President Barack Obama and President Dmitry Medvedev of Russia sign the New START Treaty during a ceremony at Prague Castle in Prague, Czech Republic, April 8, 2010. (Official White House Photo by Chuck Kennedy)
By Tom Collina Observers of last year's Senate debate on the New START treaty may be surprised to learn that Russia has already met most of its arsenal reduction obligations under the treaty. According to a State Department fact sheet released today, Russia is below the treaty's limits of 1,550 deployed strategic warheads and 700 deployed delivery vehicles, and close to the 800 limit on launchers. As of Feb. 5, 2011, Russia had 1,537 deployed strategic warheads and 521 deployed strategic delivery vehicles. The United States had 1,800 deployed strategic warheads and 882 deployed strategic delivery vehicles. Both countries have until 2018 to meet the treaty's limits. Why has Russia already met its obligations? Because Moscow was in the process of retiring older strategic missiles while the treaty was under negotiation, and these reductions are expected to continue. Current U.S. delivery systems, by comparison, will stay in service for decades. This means three things:
1. New START is working. Russia has already deactivated hundreds of nuclear weapons that otherwise could have been aimed at the United States, and the United States is using on-site inspections to verify these reductions. Previously, Russia was estimated to have over 2,000 deployed strategic warheads. This is good news for U.S. security.

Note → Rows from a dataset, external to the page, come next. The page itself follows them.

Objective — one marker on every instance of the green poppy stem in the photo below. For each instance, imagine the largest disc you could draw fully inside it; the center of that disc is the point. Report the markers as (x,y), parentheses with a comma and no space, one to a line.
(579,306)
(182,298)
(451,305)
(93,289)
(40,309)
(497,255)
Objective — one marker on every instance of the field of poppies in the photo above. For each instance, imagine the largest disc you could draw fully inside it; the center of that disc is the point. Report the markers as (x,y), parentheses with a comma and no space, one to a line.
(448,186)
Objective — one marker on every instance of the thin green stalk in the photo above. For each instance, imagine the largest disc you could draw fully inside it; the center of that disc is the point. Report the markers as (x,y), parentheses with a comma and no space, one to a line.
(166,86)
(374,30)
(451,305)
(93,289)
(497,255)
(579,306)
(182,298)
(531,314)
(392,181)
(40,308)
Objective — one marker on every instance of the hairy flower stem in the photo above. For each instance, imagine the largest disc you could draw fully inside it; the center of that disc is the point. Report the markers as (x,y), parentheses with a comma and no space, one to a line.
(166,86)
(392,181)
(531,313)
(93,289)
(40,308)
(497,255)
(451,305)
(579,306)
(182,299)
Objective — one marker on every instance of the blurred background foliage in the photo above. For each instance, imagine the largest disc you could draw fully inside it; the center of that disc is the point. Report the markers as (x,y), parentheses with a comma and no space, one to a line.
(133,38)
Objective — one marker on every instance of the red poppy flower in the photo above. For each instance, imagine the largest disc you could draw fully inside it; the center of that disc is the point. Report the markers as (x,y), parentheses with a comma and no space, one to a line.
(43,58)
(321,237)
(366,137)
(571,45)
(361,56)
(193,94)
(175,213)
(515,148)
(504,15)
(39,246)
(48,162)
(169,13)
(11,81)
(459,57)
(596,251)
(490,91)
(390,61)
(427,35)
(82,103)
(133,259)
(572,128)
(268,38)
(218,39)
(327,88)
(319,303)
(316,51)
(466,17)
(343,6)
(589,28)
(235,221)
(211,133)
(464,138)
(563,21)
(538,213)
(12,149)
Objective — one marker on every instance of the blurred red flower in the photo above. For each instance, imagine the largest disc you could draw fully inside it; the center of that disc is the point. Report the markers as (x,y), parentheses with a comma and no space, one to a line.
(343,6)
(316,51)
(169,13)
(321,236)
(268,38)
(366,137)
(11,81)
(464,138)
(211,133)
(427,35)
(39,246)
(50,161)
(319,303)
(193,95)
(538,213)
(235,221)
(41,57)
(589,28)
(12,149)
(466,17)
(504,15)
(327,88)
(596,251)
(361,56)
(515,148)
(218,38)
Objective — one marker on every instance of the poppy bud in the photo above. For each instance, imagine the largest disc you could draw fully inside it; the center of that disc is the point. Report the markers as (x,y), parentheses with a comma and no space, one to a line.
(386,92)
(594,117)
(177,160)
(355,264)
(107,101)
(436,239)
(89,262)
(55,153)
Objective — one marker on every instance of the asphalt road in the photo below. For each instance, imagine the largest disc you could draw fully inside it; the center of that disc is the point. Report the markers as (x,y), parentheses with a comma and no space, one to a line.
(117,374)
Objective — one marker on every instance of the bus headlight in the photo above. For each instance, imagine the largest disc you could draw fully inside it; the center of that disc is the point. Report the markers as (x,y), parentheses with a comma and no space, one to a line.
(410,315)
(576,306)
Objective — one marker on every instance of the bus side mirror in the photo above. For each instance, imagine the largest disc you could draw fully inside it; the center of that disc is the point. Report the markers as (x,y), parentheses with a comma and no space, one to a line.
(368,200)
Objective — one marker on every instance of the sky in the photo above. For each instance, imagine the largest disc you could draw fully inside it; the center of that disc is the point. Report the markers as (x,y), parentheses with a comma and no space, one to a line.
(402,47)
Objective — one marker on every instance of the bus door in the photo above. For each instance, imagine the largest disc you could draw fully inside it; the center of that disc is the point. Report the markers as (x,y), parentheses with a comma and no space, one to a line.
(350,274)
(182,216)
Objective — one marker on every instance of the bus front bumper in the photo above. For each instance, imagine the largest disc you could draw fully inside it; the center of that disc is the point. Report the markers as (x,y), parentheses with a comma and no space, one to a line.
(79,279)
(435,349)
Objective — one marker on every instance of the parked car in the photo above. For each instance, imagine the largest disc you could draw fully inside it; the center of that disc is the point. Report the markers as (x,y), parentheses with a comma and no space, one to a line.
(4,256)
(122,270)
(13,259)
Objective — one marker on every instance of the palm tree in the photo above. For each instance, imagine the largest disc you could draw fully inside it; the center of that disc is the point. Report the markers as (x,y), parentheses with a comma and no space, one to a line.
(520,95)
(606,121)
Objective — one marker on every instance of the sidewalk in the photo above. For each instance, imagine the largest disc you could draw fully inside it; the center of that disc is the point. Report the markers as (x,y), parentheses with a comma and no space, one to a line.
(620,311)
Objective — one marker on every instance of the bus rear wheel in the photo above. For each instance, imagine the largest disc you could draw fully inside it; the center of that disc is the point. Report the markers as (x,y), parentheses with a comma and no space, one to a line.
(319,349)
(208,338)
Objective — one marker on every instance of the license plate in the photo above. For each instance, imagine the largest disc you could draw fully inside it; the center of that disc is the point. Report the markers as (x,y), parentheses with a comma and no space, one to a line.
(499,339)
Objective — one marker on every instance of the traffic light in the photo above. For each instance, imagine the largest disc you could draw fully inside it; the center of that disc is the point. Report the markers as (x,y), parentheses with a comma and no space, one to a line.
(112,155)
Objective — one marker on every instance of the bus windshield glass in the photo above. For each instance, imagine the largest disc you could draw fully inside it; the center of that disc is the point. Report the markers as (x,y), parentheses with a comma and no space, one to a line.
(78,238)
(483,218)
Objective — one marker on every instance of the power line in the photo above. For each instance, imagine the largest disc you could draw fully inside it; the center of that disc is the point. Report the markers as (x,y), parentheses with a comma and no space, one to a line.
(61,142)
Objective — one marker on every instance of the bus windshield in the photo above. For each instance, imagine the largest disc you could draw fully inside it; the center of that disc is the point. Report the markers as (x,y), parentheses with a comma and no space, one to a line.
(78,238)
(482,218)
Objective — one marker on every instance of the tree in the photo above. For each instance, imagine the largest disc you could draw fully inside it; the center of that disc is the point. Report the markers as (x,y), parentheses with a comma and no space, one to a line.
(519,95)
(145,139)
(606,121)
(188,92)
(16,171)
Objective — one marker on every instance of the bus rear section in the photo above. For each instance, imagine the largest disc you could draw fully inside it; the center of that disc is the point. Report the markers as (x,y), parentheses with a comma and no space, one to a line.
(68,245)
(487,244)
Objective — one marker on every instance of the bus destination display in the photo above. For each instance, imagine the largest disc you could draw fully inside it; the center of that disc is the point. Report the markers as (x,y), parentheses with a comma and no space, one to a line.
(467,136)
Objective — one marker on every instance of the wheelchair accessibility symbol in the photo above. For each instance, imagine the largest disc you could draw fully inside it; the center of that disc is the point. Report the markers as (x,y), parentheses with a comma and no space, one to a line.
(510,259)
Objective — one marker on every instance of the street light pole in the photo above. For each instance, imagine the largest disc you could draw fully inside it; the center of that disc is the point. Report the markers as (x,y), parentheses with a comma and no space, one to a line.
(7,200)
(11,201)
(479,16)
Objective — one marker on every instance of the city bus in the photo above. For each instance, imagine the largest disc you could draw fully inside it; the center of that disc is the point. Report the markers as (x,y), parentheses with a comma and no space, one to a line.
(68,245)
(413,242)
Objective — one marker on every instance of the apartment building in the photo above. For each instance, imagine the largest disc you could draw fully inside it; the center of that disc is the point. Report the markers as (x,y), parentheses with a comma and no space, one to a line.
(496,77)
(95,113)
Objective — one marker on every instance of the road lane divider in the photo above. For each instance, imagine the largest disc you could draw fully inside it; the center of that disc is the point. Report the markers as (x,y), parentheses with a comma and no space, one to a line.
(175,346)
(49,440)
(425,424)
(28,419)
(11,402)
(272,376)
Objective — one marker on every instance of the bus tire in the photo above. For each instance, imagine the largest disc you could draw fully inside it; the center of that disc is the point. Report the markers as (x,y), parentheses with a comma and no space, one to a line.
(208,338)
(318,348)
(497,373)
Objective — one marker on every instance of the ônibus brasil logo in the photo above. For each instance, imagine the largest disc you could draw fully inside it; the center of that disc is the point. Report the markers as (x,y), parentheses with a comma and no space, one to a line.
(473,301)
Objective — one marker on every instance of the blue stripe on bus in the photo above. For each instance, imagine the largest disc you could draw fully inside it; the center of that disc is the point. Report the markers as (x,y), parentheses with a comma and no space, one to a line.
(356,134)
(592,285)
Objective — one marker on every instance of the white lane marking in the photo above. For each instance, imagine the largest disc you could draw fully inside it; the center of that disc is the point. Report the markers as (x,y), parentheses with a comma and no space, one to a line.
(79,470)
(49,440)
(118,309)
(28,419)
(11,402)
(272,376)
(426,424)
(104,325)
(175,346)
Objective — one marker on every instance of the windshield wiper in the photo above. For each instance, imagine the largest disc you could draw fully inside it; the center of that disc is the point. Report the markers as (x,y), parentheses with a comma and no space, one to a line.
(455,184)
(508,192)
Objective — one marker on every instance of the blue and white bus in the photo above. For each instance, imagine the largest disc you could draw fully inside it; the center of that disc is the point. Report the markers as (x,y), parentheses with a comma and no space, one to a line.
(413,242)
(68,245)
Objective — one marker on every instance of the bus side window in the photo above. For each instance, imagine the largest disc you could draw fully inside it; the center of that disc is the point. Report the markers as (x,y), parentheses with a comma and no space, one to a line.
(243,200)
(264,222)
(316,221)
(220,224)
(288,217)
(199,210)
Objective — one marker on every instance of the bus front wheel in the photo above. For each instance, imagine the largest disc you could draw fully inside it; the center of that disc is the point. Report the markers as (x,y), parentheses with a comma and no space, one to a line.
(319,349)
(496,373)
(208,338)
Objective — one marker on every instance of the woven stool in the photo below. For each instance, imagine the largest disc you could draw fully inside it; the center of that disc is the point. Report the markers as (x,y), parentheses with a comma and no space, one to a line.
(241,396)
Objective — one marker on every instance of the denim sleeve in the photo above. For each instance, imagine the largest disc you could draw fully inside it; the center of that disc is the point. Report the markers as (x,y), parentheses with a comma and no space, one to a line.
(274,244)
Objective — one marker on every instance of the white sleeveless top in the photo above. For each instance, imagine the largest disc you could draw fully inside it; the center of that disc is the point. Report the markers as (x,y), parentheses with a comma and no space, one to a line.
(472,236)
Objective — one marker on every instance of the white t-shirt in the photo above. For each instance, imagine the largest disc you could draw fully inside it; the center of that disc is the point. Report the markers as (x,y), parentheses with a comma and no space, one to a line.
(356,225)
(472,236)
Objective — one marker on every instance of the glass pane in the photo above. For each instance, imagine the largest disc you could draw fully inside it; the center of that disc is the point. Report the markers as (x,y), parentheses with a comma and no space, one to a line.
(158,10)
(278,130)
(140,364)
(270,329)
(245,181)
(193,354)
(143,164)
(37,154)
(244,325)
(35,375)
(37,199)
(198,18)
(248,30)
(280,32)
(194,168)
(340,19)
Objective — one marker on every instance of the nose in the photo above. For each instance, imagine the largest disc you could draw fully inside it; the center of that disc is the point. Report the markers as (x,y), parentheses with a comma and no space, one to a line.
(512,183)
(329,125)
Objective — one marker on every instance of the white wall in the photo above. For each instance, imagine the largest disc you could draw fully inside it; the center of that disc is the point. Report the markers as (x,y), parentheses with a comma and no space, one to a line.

2. We need a new treaty. Moscow now faces a choice: it can "build up" its nuclear forces to fully exploit New START limits in the coming years, or it can keep reducing. It is not in U.S. or Russian interests for Moscow to increase its nuclear forces. Instead, both countries should set new lower limits in a new agreement.
3. If Russia can accelerate its reductions, so can the United States. There is no need for the Pentagon to wait until 2018 to get to New START levels. As a confidence building measure, the United States should speed up its reductions, too.
New START critics may say that the treaty was unnecessary, since Russia was reducing its forces anyway. But in fact New START gave Russia the confidence, in terms of being able to predict future U.S. force levels, to continue its reductions and not stop or reverse them. In the same way, a new treaty could give Moscow a reason not to rush to rebuild.